È del tutto impossibile guardare al polar - commistione tra i termini policiére e noir - da cinici scrutatori. Non è il modo corretto di affrontare un filone. Il polar è quel sentimento, molto simile allo spleen descritto da Baudelaire, che si respira quando si ha la netta sensazione di essere in fuga da qualcosa o da qualcuno e davanti ai propri occhi non si vede nient’altro che un muro (o una bottiglia di whisky).
La galleria di volti di questo filone è irresistibile. Oltre al naso rotto e alla faccia da impunito di Jean-Paul Belmondo, esiste un altro mito, un James Dean dal ghigno diabolico e dalla mira infallibile: Alain Delon.
Pochi volti come il suo hanno lasciato una traccia indelebile nella storia del cinema: affascinante, guascone quanto basta, glaciale all’occorrenza, elegante. Se Julio Iglesias avesse pensato a qualcuno componendo Sono un pirata, sono un signore, senza dubbio l’avrebbe fatto pensando a Delon. Ma cos’è essenzialmente il polar? Si pensi alla Marsiglia dei duri, della corruzione, di quel mare nero e imperturbabile che decine di volte appare nelle pellicole del genere, i cui tratti sono stati delineati, seppur flebilmente già nel 1942 da L’assassino abita al 21 di Georges Clouzot; anche il suo Legittima difesa (1947), pur strizzando l’occhio alle produzioni statunitensi, è sicuramente un antesignano del genere. Di certo, il polar deve molto alla letteratura poliziesca statunitense ed è innegabile che molti registi appartenuti al genere si siano cibati per anni di pane e Série noire ma legare a questo dato il successo del fenomeno sarebbe oltremodo errato.
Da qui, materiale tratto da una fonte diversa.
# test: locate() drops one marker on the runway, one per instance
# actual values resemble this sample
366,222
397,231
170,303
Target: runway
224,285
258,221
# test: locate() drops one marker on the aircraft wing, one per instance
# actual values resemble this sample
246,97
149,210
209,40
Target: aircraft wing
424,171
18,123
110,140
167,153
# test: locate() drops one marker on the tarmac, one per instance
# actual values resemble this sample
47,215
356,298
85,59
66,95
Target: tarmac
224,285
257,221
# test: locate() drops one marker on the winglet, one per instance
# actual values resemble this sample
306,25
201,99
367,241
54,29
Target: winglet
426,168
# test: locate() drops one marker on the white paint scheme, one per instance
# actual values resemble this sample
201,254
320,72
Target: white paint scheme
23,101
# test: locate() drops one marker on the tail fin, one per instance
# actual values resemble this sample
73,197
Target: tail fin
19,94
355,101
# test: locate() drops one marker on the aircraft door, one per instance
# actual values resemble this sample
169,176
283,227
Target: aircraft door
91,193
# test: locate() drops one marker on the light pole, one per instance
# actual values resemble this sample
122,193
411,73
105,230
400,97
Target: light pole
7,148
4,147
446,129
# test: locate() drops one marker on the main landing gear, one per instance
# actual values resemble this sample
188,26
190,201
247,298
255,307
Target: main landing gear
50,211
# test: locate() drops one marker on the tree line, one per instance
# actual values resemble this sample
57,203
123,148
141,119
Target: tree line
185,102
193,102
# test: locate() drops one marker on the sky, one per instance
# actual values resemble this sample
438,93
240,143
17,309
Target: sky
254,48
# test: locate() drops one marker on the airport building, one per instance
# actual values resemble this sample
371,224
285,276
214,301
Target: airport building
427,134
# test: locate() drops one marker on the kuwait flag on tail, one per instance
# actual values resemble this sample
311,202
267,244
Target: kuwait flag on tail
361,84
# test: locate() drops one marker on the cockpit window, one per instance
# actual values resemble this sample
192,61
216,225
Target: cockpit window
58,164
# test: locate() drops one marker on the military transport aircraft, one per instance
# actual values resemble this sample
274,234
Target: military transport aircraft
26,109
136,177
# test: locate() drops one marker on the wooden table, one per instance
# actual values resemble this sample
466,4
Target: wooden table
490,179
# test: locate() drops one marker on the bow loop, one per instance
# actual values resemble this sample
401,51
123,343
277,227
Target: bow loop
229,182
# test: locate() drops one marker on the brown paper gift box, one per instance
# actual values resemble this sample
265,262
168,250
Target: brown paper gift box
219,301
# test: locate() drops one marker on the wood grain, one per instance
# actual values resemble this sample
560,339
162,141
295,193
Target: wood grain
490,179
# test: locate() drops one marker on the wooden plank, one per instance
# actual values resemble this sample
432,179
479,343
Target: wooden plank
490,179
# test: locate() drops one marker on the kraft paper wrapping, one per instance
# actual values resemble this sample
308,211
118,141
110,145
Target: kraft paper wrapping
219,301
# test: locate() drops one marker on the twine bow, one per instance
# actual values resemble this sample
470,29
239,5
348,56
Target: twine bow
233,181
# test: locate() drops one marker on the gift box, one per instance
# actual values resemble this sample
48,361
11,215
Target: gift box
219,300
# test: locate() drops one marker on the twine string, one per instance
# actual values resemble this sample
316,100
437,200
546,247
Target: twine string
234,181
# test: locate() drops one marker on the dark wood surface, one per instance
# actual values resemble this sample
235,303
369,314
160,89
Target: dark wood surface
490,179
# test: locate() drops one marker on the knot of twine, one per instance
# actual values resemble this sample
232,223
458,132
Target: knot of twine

Mentre nel noir, e soprattutto nell’hard-boiled statunitense, abbiamo un protagonista altamente tipizzato e di stampo cavalleresco, nel polar - che pur nasce in Francia, patria della chanson de geste - nessuno dei personaggi ha una connotazione chiara: sono individui borderline, dietro ai quali non c’è la volontà chiara di schierarsi in maniera stabile dall’una o dall’altra sponda; vengono spinti dalla corrente, dalle situazioni, sono vittime di una sorta di anomia nell’accezione teorizzata da Durkheim.
Parallelamente al cinema poliziesco, la letteratura francese ha avuto indubbiamente un forte influsso sull’approccio polar. Sebbene, infatti, sia quasi automatico legare il nome di Georges Simenon alla letteratura di genere, Albert Simonin, Auguste Le Breton e il più tardo Jean-Patrick Manchette sono le chiavi per identificare gli stilemi principali del filone. Certo, opere di Simenon come Il cargo, Passeggero clandestino o Il segretario sarebbero ascrivibili al genere ma romanzi come Grisbì, trasposto nel 1954 da Jacques Becker, o Rififi, portato sullo schermo nel 1955 da Jules Dassin, sono senza dubbio le pietre angolari che permettono la nascita dell’intero filone.
Sul finire degli anni Cinquanta la Francia è attraversata dalla Nouvelle vague, movimento sulla carta lontanissimo dal noir ma che grazie alla sensibilità dei suoi interpreti riesce a fondersi con esso alla perfezione, toccando vette altissime con film quali Bande à part (1964) di Jean Luc Godard, A doppia mandata (1959) di Claude Chabrol e, su tutti, Fino all’ultimo respiro (1960), sempre di Godard.
Il polar esce più maturo dalla parentesi della Nouvelle vague. I suoi caratteri sono ancor più sottili, certe sbavature e americanismi si sono smussati e con Delitto in pieno sole (1960) di René Clément - tratto da un romanzo di Patricia Highsmith - la crescita è tangibile. A livello attoriale certe sfumature sono curate nei minimi dettagli; i registi prestano attenzione alla scenografia come se fosse parte del cast. Alla stregua del realismo statunitense, la natura circostante abbraccia e a volte inghiotte i personaggi che la popolano. Il 1959 è senza dubbio l’anno di svolta del genere, con l’irruzione del regista che più di tutti l’ha influenzato: Jean-Pierre Melville. Scottato dall’ esordio nel lungometraggio con Il silenzio del mare (1949), film drammatico-esistenzialista, Melville propone nel ’59 una sorta di prova d’orchestra. Amante del noir statunitense, ambienta Le jene del quarto potere a Manhattan, confezionando un tipico esempio di instant movie sicuramente non al livello della sua successiva cinematografia. Subito dopo, Claude Sautet si affaccia al genere con quello che molti definiscono il suo capolavoro: Asfalto che scotta (1960).
Gli anni Sessanta sono quelli della consacrazione definitiva del genere. Il pubblico, prima restio, viene conquistato definitivamente non solo dalle trame ma anche dal fascino irresistibile degli interpreti. Lo spione (1962) vede Serge Reggiani e Jean-Paul Belmondo nelle vesti di due eroi shakespeariani, perdenti fin dal principio, disperati, senza redenzione: due emblemi del polar. L’incontro di Melville con José Giovanni – sceneggiatore, regista e profondo conoscitore del milieu - porta a Tutte le ore feriscono… l’ultima uccide (1966), stralcio di vita criminale con protagonista Lino Ventura, uno dei volti più rappresentativi del genere.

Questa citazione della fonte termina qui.